The [Bank of England Charter] Act of 1844 is a rule to be enforced in all but extraordinary and unforseen emergencies, the urgency of which cannot be appreciated beforehand, but must be determined at the moment. But when theese occur, it may, like the Habeas Corpus Act be properly suspended. It is... not applicable [when] the convertibility paper into coin... [creates] a state of internal discredit or panic... its suspensions in 1847 and 1857 are... justified by the state of our domestic affairs making an adherence to principle inexpedient and impracticable....

Inasmuch, however, as the Act of 1844 has been suspended in caes of emergency, and as there can be no doubt that it will be supended if occasion require in tie to come... such suspension [could] be effected as hitherto by the pro re nata interference of ministers, or.... [by adding] a suspensive power... embodied in the Act. We believe, however, that the present plan [of extra-legal ministerial action] is much the best....

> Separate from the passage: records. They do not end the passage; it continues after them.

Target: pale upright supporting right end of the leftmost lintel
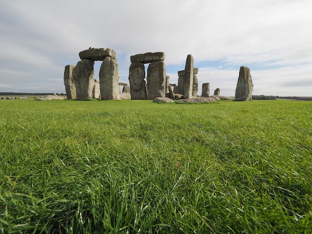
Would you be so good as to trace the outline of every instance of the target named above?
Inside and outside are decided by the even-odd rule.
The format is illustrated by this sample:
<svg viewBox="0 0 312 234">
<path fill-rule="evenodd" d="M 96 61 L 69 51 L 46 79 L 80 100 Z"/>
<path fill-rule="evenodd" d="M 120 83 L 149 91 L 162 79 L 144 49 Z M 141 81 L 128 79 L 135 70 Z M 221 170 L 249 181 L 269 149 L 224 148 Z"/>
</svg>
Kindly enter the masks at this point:
<svg viewBox="0 0 312 234">
<path fill-rule="evenodd" d="M 119 70 L 117 59 L 106 57 L 100 67 L 100 87 L 102 100 L 119 100 Z"/>
</svg>

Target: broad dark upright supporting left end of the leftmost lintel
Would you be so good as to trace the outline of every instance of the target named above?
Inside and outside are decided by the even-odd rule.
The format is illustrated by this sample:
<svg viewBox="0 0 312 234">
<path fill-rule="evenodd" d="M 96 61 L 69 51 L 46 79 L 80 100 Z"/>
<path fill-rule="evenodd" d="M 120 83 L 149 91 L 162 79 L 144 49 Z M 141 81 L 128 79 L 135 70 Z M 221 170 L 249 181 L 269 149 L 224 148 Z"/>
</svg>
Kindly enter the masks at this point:
<svg viewBox="0 0 312 234">
<path fill-rule="evenodd" d="M 73 68 L 73 82 L 76 87 L 76 99 L 89 100 L 93 97 L 94 88 L 94 61 L 82 59 Z"/>
</svg>

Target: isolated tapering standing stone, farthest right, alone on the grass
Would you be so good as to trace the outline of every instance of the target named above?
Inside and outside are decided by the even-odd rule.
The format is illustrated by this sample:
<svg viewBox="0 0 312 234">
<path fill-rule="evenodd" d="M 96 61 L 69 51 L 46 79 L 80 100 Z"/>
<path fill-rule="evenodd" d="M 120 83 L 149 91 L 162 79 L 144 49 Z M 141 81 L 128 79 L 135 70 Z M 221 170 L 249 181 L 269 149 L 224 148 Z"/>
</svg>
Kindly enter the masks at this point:
<svg viewBox="0 0 312 234">
<path fill-rule="evenodd" d="M 250 70 L 248 67 L 241 67 L 235 90 L 234 101 L 250 101 L 252 100 L 252 91 L 254 84 L 252 83 Z"/>
</svg>

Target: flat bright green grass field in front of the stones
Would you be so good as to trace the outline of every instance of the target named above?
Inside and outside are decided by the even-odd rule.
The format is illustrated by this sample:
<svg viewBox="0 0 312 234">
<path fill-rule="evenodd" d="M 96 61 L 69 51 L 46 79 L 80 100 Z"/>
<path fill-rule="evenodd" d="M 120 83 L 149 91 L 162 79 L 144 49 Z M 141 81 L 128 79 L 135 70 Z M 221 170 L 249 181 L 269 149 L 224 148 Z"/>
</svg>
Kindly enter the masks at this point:
<svg viewBox="0 0 312 234">
<path fill-rule="evenodd" d="M 310 233 L 312 103 L 0 100 L 0 233 Z"/>
</svg>

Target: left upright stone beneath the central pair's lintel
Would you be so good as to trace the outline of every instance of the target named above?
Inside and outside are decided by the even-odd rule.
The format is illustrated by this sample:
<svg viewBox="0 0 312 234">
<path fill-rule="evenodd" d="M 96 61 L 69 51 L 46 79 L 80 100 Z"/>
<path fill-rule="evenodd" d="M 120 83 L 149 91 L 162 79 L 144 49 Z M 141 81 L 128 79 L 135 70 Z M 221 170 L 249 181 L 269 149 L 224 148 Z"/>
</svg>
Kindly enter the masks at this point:
<svg viewBox="0 0 312 234">
<path fill-rule="evenodd" d="M 143 63 L 132 63 L 129 68 L 129 82 L 131 99 L 147 100 L 145 82 L 145 68 Z"/>
</svg>

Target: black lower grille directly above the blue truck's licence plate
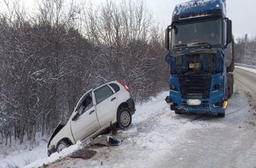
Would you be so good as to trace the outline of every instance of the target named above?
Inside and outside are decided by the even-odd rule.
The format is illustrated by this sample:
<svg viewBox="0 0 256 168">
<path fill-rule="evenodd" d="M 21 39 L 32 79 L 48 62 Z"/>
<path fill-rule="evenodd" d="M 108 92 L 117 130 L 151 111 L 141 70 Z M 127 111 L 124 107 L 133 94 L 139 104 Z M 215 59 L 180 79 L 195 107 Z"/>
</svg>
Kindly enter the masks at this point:
<svg viewBox="0 0 256 168">
<path fill-rule="evenodd" d="M 183 99 L 207 99 L 212 76 L 204 73 L 190 73 L 180 76 L 180 91 Z"/>
</svg>

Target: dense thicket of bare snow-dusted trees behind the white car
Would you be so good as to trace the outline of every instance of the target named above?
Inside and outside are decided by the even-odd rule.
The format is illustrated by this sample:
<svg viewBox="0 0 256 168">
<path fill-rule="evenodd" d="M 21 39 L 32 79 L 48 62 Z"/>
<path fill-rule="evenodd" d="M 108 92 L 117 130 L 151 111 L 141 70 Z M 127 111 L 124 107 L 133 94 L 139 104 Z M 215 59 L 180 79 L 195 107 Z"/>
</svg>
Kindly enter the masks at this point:
<svg viewBox="0 0 256 168">
<path fill-rule="evenodd" d="M 43 0 L 34 15 L 2 0 L 0 133 L 35 141 L 66 121 L 86 90 L 114 79 L 137 100 L 167 89 L 163 34 L 144 2 L 99 7 Z"/>
</svg>

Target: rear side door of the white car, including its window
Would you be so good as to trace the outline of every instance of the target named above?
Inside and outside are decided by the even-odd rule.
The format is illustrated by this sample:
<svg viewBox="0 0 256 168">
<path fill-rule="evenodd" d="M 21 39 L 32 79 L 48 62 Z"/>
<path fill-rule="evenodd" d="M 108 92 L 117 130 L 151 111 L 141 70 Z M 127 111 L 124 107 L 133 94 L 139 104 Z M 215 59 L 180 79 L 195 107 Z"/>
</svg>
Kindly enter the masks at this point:
<svg viewBox="0 0 256 168">
<path fill-rule="evenodd" d="M 102 128 L 105 124 L 109 124 L 115 117 L 117 96 L 108 85 L 94 90 L 94 95 L 96 98 L 96 113 L 99 125 Z"/>
</svg>

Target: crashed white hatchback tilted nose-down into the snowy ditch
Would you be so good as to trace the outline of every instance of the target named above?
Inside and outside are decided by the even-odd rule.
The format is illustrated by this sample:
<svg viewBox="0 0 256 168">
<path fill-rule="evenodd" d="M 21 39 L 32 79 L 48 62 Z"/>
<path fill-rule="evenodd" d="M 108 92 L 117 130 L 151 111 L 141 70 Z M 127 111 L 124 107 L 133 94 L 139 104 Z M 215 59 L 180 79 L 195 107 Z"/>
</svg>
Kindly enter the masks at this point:
<svg viewBox="0 0 256 168">
<path fill-rule="evenodd" d="M 79 99 L 69 121 L 59 124 L 53 132 L 47 146 L 48 156 L 76 141 L 85 142 L 96 137 L 114 124 L 128 128 L 134 111 L 134 100 L 124 83 L 112 81 L 90 89 Z"/>
</svg>

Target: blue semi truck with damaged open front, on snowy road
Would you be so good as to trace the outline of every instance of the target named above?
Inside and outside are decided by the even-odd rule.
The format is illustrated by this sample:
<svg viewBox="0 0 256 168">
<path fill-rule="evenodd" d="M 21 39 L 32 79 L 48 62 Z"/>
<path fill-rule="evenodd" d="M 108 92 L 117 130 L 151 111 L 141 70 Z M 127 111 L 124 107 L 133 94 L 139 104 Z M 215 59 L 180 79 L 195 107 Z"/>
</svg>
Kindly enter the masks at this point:
<svg viewBox="0 0 256 168">
<path fill-rule="evenodd" d="M 176 114 L 208 112 L 225 117 L 235 69 L 232 21 L 225 0 L 193 0 L 176 5 L 165 31 L 170 95 Z"/>
</svg>

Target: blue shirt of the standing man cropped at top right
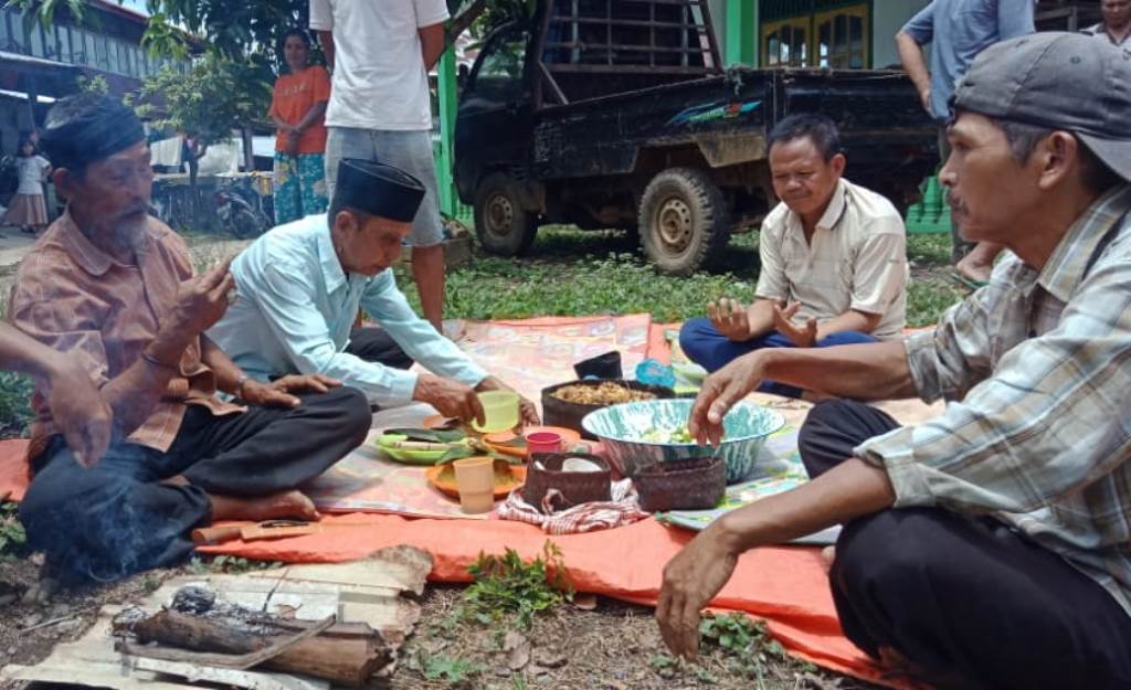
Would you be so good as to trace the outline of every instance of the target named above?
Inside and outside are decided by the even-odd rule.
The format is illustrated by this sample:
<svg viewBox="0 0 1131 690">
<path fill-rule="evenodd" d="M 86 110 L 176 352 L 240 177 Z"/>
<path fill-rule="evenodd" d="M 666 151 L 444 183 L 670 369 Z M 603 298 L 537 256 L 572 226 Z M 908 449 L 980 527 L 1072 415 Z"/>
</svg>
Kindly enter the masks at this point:
<svg viewBox="0 0 1131 690">
<path fill-rule="evenodd" d="M 1034 0 L 934 0 L 904 25 L 920 45 L 931 44 L 931 114 L 950 118 L 950 96 L 983 50 L 1031 34 Z"/>
</svg>

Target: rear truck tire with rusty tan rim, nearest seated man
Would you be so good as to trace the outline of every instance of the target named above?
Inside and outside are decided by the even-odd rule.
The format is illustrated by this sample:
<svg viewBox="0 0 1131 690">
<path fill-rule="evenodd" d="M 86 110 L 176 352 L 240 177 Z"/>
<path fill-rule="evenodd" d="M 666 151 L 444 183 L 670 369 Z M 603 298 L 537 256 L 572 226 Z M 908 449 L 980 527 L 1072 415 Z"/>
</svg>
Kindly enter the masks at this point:
<svg viewBox="0 0 1131 690">
<path fill-rule="evenodd" d="M 731 239 L 723 192 L 693 167 L 671 167 L 653 178 L 639 217 L 645 253 L 672 276 L 690 276 L 710 264 Z"/>
</svg>

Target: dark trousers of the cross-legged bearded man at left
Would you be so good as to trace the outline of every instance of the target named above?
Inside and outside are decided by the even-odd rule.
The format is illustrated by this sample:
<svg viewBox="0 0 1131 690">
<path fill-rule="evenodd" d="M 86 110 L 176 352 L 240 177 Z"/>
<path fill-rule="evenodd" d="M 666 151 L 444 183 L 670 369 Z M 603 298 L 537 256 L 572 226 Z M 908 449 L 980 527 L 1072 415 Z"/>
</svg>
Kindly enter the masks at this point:
<svg viewBox="0 0 1131 690">
<path fill-rule="evenodd" d="M 365 440 L 372 417 L 361 391 L 300 397 L 293 409 L 225 416 L 189 406 L 167 452 L 115 442 L 90 468 L 55 437 L 36 458 L 19 507 L 29 544 L 71 585 L 188 558 L 189 532 L 211 519 L 209 493 L 250 498 L 294 489 Z M 178 475 L 189 483 L 162 483 Z"/>
</svg>

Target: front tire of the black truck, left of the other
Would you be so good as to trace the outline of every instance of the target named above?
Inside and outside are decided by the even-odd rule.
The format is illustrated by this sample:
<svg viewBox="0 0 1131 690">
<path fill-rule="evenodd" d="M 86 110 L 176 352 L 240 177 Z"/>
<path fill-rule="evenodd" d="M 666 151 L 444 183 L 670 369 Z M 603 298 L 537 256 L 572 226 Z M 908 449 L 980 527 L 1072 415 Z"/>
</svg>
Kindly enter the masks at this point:
<svg viewBox="0 0 1131 690">
<path fill-rule="evenodd" d="M 523 208 L 509 175 L 492 173 L 483 179 L 475 192 L 475 234 L 483 249 L 502 257 L 523 255 L 537 231 L 537 216 Z"/>
</svg>

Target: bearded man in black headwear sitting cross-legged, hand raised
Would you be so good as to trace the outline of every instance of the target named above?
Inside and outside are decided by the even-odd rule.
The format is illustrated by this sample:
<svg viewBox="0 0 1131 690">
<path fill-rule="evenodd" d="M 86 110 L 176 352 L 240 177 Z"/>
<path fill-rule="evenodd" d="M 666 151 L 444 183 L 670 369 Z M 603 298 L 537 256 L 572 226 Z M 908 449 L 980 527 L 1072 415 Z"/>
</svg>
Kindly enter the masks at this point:
<svg viewBox="0 0 1131 690">
<path fill-rule="evenodd" d="M 115 433 L 84 467 L 36 390 L 20 519 L 49 575 L 109 580 L 174 563 L 210 520 L 317 518 L 294 489 L 364 440 L 364 396 L 323 377 L 247 380 L 201 335 L 233 278 L 226 264 L 193 275 L 184 242 L 147 214 L 149 149 L 133 111 L 66 98 L 42 140 L 69 204 L 25 257 L 8 313 L 98 383 Z"/>
</svg>

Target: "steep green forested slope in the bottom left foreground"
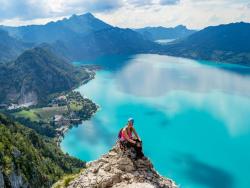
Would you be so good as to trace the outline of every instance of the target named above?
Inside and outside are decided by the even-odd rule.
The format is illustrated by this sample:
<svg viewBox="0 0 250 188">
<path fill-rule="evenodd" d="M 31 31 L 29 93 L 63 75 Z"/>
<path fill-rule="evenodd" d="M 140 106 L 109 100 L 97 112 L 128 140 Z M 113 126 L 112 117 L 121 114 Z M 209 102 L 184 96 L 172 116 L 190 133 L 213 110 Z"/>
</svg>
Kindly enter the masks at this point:
<svg viewBox="0 0 250 188">
<path fill-rule="evenodd" d="M 0 113 L 0 187 L 51 187 L 85 163 Z"/>
</svg>

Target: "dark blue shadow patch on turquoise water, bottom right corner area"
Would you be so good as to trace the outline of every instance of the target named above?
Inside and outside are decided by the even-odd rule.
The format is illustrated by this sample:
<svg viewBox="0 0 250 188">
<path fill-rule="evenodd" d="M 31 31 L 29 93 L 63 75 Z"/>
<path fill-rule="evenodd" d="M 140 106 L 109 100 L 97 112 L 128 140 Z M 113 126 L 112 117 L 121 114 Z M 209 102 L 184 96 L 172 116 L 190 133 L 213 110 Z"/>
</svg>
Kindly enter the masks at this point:
<svg viewBox="0 0 250 188">
<path fill-rule="evenodd" d="M 188 154 L 176 156 L 174 162 L 181 164 L 181 173 L 195 184 L 201 184 L 209 188 L 234 188 L 233 175 L 224 169 L 202 162 Z"/>
</svg>

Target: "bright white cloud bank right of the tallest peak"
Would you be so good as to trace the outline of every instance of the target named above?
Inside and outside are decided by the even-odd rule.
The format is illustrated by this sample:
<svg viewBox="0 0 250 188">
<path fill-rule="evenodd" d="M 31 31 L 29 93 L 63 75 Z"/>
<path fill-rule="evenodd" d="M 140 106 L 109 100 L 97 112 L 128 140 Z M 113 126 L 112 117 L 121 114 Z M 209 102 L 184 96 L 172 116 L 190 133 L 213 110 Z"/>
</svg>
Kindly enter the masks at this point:
<svg viewBox="0 0 250 188">
<path fill-rule="evenodd" d="M 250 22 L 250 8 L 246 1 L 181 0 L 172 6 L 154 4 L 150 8 L 122 7 L 112 14 L 99 13 L 107 22 L 121 27 L 176 26 L 201 29 L 209 25 L 245 21 Z"/>
</svg>

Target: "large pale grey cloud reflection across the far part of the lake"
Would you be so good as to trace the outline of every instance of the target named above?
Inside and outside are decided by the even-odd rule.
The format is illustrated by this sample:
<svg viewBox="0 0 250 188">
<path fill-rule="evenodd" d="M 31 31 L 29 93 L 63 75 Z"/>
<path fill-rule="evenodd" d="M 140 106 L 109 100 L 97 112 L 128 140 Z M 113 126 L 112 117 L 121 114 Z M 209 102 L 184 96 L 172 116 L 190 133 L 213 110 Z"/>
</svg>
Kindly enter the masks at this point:
<svg viewBox="0 0 250 188">
<path fill-rule="evenodd" d="M 242 70 L 246 72 L 246 67 Z M 141 55 L 118 72 L 116 79 L 123 92 L 139 96 L 155 97 L 175 90 L 205 93 L 217 90 L 249 97 L 250 68 L 247 70 L 249 75 L 240 75 L 192 60 Z"/>
</svg>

When government interferes to suspend the Act the necessity under which they are now placed of applying to Parliament for an indemnity, and the discussions thence arising, are the best securities that can be obtained for the measure not being resorted to rashly, or without a reasonably good cause. But it would be quite another thing did the Act contain a clause authorising suspensions. This would show that they were expected, and, indeed, almost invited. Under such circumstances, they would soon be regarded as matters of course, and to be resorted whenever a complaint or cry of monetary pressure was got up. And were such the case, it would be idle to suppose that either the Act or the convertibility of notes should be maintained for any considerable period. The millennium of the paper-mongers would be at hand. When the checks which with difficulty restrain over-issue, depreciation, and fraud, are repealed or rendered inefficient, what are we to expect but that they should extend their baleful influence on all sides?...

[T]he Act of 1844 should be indefinitely continued with little or no alteration. We are well-convinced that all the most important interests of the country will be best secured by such a proceeding...

The Grandees of today's European Central Bank claim that the terms of their charter prohibit them from acting to promote any objective other than a rate of consumer price increase in the eurozone of less than 2% per year.

The implications of this short history lesson for the Grandees of today's ECB are obvious.